Testing for entry has been a key strategy in reopening the world’s borders and even facilitating domestic travel between certain states but travellers can be infected by the virus and still test negative before symptoms appear.
“We actually saw a 30% increase in bookings over the weekend compared with the corresponding weekend last year mainly with people travelling home for Christmas,” Christie said.
Mainly the areas of the UK surrounding London and extending as far as the English Channel are in Tier 4. Other populated regions including The Midlands, West Country, North Country, and Scotland are still in varying stages of lockdown but yet not at the strictest level, as the UK’s Express outlines.
Some private jets found on Flightradar 24 were heading across the Atlantic as not all Western Hemisphere countries have restricted flights from the UK.
The US and many Caribbean countries, among others, are still welcoming UK travellers.

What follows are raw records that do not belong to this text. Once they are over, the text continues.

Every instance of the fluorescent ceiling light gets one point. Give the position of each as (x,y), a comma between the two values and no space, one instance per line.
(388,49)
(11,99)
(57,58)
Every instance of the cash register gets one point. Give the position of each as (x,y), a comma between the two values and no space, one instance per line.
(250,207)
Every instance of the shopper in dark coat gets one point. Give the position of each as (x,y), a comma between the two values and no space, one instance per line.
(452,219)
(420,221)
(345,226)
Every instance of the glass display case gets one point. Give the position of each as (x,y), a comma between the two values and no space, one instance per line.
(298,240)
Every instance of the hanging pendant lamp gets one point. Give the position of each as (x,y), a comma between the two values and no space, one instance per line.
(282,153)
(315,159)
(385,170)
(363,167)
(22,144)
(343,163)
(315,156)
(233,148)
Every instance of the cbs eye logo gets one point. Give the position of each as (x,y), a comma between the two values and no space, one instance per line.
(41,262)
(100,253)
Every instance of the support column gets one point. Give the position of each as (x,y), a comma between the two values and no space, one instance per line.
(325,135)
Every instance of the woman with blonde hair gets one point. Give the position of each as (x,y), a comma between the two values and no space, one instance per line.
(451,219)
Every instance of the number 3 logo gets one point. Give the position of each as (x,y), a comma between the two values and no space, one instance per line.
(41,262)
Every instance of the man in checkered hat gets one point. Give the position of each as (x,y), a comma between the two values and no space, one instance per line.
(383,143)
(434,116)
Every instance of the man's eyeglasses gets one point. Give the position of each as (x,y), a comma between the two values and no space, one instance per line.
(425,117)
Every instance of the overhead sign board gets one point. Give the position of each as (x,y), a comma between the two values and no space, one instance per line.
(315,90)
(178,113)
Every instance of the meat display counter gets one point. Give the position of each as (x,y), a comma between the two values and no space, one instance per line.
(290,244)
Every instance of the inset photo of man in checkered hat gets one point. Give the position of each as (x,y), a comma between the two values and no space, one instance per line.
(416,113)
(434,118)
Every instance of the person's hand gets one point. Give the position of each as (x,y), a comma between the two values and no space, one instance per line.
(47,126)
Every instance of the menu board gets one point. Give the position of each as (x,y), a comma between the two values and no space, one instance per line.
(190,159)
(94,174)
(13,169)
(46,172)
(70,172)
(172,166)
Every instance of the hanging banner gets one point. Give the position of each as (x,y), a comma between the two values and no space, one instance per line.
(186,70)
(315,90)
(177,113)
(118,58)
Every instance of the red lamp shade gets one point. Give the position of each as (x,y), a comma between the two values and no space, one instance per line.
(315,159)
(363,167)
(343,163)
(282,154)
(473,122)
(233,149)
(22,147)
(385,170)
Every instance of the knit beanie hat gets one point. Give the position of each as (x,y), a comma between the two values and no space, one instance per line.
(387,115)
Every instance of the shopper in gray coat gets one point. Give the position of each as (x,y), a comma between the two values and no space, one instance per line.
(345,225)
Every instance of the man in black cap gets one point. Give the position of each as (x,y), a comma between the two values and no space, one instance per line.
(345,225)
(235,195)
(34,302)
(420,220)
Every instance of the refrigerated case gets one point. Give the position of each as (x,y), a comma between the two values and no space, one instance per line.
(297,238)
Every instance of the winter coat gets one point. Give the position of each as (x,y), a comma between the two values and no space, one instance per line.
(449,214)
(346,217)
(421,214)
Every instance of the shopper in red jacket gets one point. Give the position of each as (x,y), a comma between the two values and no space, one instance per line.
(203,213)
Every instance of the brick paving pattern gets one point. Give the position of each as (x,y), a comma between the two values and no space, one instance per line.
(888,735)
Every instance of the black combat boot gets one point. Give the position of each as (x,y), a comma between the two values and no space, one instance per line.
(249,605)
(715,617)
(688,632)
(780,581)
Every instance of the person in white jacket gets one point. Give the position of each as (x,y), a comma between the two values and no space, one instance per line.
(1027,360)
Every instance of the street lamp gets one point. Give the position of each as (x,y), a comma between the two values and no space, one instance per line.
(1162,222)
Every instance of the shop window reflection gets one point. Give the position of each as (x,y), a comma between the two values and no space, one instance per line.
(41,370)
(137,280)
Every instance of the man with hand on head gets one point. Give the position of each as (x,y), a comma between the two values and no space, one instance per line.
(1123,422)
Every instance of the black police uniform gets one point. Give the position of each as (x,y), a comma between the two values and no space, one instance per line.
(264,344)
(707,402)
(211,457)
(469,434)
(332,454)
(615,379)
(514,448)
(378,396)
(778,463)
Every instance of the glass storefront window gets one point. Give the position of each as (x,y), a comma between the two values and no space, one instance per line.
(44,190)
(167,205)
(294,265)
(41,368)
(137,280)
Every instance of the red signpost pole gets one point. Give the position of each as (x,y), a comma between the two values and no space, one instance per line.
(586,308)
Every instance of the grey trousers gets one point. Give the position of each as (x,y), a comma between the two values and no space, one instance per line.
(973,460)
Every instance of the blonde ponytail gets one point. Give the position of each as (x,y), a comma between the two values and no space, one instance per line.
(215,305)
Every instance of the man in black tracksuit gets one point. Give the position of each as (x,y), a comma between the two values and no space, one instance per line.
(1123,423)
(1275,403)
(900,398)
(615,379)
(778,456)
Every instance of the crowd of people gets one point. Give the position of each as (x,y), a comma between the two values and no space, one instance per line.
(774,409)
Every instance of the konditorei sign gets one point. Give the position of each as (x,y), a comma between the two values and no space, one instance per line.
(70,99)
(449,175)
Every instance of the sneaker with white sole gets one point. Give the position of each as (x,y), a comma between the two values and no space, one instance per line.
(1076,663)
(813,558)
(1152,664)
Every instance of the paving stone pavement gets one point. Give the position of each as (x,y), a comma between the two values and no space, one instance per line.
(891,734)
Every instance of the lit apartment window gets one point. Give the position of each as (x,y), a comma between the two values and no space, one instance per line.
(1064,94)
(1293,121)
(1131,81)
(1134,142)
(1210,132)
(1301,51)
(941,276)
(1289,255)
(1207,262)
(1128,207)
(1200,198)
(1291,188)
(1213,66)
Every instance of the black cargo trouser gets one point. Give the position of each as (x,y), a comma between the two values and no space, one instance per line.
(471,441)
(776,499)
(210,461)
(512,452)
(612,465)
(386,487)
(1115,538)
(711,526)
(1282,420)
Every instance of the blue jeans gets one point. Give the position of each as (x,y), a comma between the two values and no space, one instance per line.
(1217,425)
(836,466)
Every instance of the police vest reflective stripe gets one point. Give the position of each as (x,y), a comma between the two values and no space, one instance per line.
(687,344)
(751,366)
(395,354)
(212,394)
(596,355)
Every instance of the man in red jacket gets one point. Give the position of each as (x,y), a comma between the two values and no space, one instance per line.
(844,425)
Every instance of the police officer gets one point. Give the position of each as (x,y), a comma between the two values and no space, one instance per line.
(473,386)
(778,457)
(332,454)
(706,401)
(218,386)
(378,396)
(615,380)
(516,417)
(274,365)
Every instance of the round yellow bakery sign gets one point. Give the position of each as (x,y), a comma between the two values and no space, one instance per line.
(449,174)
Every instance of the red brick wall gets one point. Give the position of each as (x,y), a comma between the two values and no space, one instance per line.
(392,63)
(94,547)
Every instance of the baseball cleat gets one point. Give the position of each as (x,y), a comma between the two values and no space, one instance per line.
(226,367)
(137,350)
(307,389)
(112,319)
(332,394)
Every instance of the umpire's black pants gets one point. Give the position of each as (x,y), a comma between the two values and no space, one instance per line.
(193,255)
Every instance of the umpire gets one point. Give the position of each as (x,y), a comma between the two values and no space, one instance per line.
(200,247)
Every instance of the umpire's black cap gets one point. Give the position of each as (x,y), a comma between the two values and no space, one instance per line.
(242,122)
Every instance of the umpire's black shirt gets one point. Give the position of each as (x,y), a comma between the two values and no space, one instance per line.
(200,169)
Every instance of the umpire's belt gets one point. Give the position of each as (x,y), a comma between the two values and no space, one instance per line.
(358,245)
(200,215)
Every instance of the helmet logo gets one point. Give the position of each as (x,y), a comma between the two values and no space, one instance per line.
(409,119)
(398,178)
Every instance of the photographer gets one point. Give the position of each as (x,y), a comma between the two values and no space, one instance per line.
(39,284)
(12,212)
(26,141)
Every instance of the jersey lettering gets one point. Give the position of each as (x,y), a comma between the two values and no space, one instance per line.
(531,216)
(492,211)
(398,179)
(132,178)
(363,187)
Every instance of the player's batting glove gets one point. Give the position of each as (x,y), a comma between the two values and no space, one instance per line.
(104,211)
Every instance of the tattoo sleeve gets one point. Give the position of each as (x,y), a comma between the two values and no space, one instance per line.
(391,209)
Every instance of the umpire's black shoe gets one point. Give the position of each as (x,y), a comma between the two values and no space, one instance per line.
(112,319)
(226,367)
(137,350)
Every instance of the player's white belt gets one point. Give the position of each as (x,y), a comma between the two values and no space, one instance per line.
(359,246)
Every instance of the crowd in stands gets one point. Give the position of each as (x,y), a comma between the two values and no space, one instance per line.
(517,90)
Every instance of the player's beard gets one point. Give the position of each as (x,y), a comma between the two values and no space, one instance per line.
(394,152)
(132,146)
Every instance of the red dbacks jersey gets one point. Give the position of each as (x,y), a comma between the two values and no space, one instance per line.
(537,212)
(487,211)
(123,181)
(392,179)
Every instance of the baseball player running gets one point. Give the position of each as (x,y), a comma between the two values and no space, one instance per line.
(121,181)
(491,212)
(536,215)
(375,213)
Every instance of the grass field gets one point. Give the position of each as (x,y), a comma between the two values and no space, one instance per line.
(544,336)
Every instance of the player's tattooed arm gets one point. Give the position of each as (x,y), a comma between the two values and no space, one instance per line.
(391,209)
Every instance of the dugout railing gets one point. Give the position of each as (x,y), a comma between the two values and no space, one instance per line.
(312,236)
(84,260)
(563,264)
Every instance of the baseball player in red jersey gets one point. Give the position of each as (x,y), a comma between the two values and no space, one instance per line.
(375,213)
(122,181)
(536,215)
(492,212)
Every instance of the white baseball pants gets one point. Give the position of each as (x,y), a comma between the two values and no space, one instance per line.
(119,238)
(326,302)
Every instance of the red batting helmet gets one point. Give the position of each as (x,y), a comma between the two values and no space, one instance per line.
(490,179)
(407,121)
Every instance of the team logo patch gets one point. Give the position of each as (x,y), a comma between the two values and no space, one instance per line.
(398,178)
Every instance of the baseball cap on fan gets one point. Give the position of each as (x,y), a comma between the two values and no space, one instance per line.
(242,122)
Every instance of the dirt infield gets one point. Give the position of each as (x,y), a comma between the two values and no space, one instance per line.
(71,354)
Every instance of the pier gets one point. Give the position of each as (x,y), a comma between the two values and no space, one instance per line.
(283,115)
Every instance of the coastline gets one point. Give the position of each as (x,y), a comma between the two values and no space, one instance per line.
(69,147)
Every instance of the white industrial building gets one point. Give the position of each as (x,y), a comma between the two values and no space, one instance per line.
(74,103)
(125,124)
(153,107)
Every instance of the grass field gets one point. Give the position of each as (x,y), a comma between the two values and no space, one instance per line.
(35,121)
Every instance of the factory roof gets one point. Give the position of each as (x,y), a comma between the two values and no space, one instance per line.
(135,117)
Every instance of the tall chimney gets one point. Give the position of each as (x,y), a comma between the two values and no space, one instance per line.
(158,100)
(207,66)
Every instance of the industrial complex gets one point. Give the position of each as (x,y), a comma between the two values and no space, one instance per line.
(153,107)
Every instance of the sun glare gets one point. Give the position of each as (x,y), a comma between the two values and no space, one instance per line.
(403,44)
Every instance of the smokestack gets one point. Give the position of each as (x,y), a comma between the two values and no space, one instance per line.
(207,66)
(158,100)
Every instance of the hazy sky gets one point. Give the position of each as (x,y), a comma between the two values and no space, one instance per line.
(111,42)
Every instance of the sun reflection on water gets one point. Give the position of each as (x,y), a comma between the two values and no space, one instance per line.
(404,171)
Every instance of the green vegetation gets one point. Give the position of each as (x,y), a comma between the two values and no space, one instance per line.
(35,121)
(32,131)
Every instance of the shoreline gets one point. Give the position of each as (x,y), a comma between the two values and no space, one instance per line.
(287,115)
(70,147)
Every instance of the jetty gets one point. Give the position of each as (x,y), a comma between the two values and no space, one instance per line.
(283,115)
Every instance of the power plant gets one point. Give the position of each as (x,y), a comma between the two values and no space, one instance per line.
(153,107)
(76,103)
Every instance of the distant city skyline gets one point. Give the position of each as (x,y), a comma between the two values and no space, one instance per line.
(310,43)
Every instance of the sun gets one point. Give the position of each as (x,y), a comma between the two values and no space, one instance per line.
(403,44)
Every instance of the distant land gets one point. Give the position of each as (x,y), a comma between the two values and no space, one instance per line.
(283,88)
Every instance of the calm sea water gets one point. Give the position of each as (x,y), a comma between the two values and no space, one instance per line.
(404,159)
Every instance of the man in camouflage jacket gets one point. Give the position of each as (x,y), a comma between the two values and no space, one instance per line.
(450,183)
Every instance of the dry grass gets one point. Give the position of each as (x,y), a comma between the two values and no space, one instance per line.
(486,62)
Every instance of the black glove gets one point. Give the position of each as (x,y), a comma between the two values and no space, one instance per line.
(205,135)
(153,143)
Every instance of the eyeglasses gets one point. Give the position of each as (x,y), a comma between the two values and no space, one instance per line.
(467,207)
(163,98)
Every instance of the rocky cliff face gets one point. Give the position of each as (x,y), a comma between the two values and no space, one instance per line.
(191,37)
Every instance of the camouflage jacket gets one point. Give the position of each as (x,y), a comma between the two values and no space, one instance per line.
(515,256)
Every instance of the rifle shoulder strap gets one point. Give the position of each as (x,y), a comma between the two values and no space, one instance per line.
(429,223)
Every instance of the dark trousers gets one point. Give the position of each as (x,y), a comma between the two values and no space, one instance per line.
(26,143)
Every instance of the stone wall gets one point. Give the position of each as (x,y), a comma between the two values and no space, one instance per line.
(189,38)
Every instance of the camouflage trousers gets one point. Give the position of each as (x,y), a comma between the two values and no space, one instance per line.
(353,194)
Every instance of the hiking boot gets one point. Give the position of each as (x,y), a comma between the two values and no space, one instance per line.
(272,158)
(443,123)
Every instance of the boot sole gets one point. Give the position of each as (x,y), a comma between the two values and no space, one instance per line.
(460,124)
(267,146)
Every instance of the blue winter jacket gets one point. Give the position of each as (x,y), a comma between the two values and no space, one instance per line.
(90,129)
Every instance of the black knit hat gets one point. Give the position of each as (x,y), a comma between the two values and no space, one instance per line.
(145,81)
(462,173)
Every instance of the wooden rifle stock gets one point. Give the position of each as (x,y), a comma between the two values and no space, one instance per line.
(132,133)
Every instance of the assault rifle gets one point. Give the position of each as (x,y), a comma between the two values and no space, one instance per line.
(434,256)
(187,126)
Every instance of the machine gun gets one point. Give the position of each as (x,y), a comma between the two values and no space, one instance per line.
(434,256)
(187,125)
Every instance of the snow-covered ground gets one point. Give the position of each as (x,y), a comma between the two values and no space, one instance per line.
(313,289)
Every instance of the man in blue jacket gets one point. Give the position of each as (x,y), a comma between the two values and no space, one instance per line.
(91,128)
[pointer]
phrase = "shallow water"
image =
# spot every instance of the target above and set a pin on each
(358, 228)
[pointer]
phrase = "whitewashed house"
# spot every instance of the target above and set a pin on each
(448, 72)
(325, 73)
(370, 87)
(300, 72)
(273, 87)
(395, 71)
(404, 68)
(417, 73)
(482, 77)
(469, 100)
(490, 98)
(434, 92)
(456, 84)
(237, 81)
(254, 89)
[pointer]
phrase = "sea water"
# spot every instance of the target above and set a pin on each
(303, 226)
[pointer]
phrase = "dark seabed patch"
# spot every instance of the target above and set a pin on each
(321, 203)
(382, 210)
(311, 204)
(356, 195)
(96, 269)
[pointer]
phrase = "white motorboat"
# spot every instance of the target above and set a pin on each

Private jets often have their flight plan data shielded from public view so there’s little way of knowing where all of these jets are headed or if all are carrying British citizens fleeing lockdown.
Border closures with the UK can also lead to an influx of flights to the country as residents don’t want to be stranded abroad.
“If this situation continues we will expect scheduled airlines to start cancelling more inbound flights as well as outbound, and as a result, we could see an increase of private jet bookings with more people trying to get back to the UK for Christmas who have seen their scheduled flights cancel,” Christie said.
Known as repatriation flights, these flights are typically reserved for emergency situations.
“Currently, the UK border remains open, but if it were to close, there would be very few exemptions for those wanting to travel in or out of the country – it would be limited to business travel and emergency evacuation flights,” Briffa said.